How have you seen treatment for CLL evolve throughout your career? I graduated medical school in 2010. When I was a resident, it was primarily chemotherapy-based treatments, but ibrutinib was just coming into the clinic—obviously first in the clinical trial setting—but then it subsequently received US Food and Drug Administration approval in 2013, which is when I started fellowship. I saw the end of the chemoimmunotherapy days.
As an attending, treatment has been primarily based on targeted novel agents, which is phenomenal because chemotherapy works but has severe toxicities that can be permanent. Not to say these novel agents don’t have side effects, but for the most part, patients are living longer and their cancers are staying in remission longer. There is better progression-free survival and overall survival without the need for cytotoxic chemotherapy.
Things are continuing to change, though. When novel agents are first introduced, they’re used as continuous treat-to-progression therapies. However, with the introduction of venetoclax—and the future being venetoclax and Bruton’s tyrosine kinase (BTK) inhibitor combinations—I think we’re going see a lot more time-limited therapies as opposed to indefinite treatments.
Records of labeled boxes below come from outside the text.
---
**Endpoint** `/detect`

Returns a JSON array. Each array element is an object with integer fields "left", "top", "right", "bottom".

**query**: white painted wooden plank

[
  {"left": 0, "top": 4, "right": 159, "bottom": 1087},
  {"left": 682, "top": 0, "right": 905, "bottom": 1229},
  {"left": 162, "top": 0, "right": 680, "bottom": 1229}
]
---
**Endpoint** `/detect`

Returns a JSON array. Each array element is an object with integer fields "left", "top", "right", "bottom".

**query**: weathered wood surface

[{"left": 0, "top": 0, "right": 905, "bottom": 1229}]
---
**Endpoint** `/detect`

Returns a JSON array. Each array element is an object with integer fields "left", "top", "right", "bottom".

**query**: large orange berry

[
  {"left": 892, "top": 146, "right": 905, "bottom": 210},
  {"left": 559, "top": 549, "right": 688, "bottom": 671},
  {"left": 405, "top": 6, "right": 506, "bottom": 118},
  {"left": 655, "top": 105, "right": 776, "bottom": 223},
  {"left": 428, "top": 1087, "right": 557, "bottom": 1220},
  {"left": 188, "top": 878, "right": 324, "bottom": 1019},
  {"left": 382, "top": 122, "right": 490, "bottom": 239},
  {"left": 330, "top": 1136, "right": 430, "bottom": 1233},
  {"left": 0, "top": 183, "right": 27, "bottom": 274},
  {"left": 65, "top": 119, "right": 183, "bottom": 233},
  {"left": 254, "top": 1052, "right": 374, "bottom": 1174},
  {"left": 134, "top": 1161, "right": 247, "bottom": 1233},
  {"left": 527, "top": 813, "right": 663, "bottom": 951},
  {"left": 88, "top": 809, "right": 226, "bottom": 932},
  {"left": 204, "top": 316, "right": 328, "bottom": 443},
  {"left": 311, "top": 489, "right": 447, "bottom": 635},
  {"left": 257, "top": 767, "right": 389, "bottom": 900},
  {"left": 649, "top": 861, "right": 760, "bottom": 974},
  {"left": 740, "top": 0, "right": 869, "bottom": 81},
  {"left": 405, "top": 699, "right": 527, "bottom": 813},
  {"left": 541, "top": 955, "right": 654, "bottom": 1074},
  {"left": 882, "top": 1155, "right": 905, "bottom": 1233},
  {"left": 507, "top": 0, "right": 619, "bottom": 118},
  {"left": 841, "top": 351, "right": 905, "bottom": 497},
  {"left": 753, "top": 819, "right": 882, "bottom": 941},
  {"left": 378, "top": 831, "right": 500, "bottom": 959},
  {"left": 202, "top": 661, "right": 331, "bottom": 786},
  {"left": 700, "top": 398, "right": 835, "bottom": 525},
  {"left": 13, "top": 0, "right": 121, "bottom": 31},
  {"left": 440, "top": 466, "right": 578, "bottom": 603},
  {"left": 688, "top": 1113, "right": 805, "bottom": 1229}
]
There are other novel classes coming out that I’m also excited about, like the noncovalent BTK inhibitors or agents that are even more futuristic, like chimeric antigen receptor T-cell therapy, BTK degraders, and bispecific antibodies. The options have expanded. The future is bright for patients due to these developments.
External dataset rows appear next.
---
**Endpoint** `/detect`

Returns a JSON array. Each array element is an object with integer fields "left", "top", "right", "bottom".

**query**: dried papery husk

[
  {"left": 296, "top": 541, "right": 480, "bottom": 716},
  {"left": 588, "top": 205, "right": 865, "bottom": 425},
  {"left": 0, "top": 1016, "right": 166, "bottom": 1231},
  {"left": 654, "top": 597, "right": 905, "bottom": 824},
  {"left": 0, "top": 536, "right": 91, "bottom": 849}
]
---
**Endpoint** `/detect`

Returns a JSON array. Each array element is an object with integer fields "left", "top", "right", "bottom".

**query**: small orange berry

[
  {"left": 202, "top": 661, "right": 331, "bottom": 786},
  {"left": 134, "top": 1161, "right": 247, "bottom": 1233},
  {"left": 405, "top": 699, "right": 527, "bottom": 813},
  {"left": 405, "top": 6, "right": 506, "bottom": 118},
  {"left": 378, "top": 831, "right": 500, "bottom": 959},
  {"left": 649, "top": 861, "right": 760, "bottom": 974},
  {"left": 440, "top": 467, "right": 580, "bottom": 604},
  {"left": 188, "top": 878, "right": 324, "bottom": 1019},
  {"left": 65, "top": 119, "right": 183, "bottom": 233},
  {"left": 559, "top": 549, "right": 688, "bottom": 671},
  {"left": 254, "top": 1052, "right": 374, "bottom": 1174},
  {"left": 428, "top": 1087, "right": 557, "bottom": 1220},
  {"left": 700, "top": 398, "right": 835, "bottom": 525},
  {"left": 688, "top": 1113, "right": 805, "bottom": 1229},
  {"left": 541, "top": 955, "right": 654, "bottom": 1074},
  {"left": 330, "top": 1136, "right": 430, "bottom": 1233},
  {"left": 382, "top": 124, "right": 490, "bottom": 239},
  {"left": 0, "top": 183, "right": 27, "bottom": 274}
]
What are your plans for future research? I’ve been involved with the development of pirtobrutinib. I enrolled a good number of patients to the phase I/II BRUIN trial while I was at UNC. In the future, there is work to develop that drug further in multiple phase III trials. At UCI, I’m participating in the phase III trial of venetoclax with rituximab, with or without pirtobrutinib. There are several other phase III trials of pirtobrutinib that I’m also involved with in some capacity, and I’ve been excited to join the SWOG working group for CLL. I have also been working on developing an investigator-initiated trial, which is a huge undertaking. I also still participate in real-world CLL research projects.
How do you like to spend your time outside of work? My two favorite things are animals and nature. I am an avid hiker, and I like being out West because the weather is much more pleasant. There are so many beautiful places to go hiking, and you can do it year-round. The past five years, I have hiked to the bottom of the Grand Canyon at least once annually, though my favorite place to hike is definitely Utah (especially Zion National Park).
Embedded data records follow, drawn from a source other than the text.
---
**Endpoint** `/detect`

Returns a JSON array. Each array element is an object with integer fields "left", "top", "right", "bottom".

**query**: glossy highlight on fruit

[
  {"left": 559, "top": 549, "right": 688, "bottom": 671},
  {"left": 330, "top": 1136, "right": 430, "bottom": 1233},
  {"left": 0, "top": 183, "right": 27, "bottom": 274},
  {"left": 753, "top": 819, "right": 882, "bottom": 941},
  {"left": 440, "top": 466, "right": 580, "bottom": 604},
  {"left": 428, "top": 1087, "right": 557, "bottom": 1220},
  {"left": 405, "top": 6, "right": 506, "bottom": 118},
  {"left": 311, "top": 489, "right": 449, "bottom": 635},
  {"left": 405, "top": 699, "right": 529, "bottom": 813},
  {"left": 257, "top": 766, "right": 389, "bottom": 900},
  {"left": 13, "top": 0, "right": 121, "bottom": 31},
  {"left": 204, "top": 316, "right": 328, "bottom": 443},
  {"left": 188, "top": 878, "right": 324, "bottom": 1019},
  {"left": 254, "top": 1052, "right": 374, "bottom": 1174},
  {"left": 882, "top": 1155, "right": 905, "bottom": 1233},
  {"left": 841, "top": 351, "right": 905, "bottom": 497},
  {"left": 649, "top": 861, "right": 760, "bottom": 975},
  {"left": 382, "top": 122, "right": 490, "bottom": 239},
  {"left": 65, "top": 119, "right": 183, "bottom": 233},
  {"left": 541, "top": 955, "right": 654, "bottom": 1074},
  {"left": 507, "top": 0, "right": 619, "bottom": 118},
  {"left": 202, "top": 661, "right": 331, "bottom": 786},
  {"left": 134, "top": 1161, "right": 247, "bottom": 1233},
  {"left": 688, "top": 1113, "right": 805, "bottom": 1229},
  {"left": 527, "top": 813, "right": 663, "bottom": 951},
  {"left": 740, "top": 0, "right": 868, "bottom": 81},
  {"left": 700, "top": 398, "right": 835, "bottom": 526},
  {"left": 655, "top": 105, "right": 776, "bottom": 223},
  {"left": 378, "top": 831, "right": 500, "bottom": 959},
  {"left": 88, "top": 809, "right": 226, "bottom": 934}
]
As far as animals go, I sadly had to rehome my seven chickens in North Carolina. I’m hoping once we buy a house, I can reestablish a new coop and flock because I love being a chicken owner. We also have two dogs. I love taking my son to the zoo and the aquarium—both the San Diego Zoo and aquarium are amazing. My son got his love of animals from me, so we love seeing what all of Southern California has to offer.
Do you have a skill, hobby, or interest that readers might be surprised to learn about? I don’t know anyone who’s as good at finding four-leaf clovers as I am. I look down, and even when I’m not looking for one, I find four-leaf clovers. I used to keep a little laminated book of all the ones I found, and then it just became too many.
Catherine Coombs, MD, is an Associate Professor in the Division of Hematology/Oncology at the UCI School of Medicine.